Kosmetik hält sich vergleichsweise stabil
Deutlich robuster zeigte sich Schwan Cosmetics, dessen Umsatz lediglich um ein Prozent auf 369 Millionen Euro zurückging. CEO Tomás Espinosa sieht die Branche in einem tiefgreifenden Wandel. Plattformen wie Tiktok verkürzten Produktzyklen drastisch und erhöhten den Innovationsdruck.
Produkte würden heute teils innerhalb weniger Tage entwickelt und vermarktet. Aus dem Konzept „Fast Beauty“ sei „Ultra-Fast Beauty“ geworden. Schwan Cosmetics habe seine Entwicklungsprozesse entsprechend beschleunigt, um wettbewerbsfähig zu bleiben.

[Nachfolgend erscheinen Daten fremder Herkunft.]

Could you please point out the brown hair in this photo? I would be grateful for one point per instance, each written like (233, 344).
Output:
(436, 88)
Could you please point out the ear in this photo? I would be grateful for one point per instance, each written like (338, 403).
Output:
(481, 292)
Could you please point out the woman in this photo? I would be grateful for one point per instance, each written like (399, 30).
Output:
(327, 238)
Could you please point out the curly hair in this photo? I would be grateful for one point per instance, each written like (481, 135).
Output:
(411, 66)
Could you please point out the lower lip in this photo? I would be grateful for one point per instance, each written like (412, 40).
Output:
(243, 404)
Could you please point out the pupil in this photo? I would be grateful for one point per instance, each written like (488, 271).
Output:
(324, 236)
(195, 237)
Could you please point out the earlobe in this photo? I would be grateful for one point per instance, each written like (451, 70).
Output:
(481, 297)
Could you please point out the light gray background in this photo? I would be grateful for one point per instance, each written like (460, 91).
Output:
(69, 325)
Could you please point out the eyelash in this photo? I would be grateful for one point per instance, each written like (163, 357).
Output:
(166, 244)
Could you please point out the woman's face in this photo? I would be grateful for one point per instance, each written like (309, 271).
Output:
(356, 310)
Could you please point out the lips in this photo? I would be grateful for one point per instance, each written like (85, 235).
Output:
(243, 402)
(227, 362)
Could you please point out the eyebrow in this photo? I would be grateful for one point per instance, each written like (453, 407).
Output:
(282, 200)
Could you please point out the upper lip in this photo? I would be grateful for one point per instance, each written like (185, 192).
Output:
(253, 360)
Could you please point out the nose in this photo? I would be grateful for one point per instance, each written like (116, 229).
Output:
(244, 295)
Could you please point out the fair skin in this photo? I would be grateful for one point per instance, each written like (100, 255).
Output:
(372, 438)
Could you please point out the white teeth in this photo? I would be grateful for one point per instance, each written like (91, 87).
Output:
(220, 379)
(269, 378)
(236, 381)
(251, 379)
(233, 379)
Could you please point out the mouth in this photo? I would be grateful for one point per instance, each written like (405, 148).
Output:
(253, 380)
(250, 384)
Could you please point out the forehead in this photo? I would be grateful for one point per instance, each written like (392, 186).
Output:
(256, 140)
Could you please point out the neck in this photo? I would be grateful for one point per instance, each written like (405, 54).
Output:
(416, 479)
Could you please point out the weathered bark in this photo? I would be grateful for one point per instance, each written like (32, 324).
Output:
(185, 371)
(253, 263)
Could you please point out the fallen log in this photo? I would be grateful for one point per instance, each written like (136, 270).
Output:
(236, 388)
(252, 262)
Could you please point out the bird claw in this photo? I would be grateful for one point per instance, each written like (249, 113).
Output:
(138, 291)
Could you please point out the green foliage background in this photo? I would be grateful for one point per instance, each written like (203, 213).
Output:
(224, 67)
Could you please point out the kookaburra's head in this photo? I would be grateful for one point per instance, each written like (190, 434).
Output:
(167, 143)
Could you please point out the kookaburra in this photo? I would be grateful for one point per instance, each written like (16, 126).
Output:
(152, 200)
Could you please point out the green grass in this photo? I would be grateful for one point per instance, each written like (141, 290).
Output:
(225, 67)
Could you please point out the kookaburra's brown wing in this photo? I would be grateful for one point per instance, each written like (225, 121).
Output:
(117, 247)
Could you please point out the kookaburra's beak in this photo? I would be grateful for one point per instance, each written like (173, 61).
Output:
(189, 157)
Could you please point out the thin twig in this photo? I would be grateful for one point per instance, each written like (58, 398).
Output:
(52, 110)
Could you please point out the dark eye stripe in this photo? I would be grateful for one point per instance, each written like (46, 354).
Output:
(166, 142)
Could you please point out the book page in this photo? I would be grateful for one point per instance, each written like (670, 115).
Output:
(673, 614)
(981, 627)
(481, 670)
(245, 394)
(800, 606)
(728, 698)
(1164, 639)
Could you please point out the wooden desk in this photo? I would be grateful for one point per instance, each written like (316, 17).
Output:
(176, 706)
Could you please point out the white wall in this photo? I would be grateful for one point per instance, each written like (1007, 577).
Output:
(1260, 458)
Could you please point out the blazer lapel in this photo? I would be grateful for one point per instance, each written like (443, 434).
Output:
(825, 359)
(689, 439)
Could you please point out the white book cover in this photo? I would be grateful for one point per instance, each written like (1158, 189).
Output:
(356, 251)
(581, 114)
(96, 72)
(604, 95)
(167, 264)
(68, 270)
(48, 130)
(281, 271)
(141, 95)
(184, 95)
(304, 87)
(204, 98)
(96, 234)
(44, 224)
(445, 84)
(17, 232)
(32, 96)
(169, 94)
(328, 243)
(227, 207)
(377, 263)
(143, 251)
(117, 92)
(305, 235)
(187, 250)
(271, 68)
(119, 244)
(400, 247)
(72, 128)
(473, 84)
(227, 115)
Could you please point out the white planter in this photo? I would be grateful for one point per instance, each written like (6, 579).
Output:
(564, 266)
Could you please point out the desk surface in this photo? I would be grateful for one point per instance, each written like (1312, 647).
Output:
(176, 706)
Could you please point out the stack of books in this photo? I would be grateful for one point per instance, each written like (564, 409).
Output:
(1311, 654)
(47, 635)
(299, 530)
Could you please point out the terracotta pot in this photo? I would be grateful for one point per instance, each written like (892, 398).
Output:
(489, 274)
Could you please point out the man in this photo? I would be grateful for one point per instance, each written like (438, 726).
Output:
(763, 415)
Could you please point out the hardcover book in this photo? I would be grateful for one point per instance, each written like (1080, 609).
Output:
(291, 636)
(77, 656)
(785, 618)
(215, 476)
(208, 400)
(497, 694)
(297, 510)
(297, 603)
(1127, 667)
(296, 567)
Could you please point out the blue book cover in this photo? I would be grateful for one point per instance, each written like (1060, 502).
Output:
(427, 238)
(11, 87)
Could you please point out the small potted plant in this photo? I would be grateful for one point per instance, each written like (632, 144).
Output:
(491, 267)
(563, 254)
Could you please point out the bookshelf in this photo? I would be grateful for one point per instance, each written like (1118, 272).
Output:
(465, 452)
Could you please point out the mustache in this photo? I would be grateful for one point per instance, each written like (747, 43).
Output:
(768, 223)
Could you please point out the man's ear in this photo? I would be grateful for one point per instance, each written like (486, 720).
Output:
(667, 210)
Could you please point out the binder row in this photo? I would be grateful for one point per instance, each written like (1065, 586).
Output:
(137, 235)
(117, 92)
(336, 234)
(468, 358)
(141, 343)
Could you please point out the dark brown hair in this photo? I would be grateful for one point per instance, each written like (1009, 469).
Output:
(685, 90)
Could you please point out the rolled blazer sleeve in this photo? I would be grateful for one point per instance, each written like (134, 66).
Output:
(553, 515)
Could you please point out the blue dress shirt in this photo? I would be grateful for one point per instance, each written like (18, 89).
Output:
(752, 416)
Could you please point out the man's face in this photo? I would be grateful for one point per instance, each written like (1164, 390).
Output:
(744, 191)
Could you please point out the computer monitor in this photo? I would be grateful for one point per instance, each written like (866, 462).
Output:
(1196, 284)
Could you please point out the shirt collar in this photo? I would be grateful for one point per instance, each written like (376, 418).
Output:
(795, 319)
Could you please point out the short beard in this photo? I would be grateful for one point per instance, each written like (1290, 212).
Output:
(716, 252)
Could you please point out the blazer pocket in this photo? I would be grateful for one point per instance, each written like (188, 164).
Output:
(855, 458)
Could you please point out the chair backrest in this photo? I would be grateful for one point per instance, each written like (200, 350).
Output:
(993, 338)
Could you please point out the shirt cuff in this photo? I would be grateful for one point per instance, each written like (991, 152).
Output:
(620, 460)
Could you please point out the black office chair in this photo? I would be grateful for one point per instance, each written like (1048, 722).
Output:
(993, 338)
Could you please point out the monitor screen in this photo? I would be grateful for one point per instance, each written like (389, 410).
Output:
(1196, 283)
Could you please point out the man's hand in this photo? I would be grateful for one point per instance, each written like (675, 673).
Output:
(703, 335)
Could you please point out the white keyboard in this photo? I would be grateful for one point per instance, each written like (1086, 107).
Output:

Outdoor-Sparte mit größtem Rückgang
Am stärksten belastet wurde erneut das Outdoor-Geschäft. Die Erlöse sanken um rund zehn Prozent auf 210 Millionen Euro. Der während der Corona-Pandemie entstandene Boom ist vorbei, der Markt gilt als gesättigt, Lagerbestände sind hoch. Positiv wertet der Konzern allerdings erste Erholungstendenzen zu Beginn des laufenden Geschäftsjahres.
Viel Arbeit für den neuen CEO
Für Michele Molon ist die Ausgangslage anspruchsvoll. Er macht keinen Hehl daraus, dass nicht alle Probleme kurzfristig lösbar sind. Gleichzeitig kündigt er an, die notwendigen Schritte entschlossen anzugehen. Ob der Manager aus der Luxusbranche die traditionsreiche, fränkisch geprägte Unternehmensgruppe erfolgreich neu ausrichten kann, wird sich in den kommenden Jahren zeigen.
Fest steht: Schwan-Stabilo steht vor einem tiefgreifenden Umbau – und vor der Herausforderung, seine bekannten Marken in einem veränderten Konsumumfeld wieder auf Wachstumskurs zu bringen.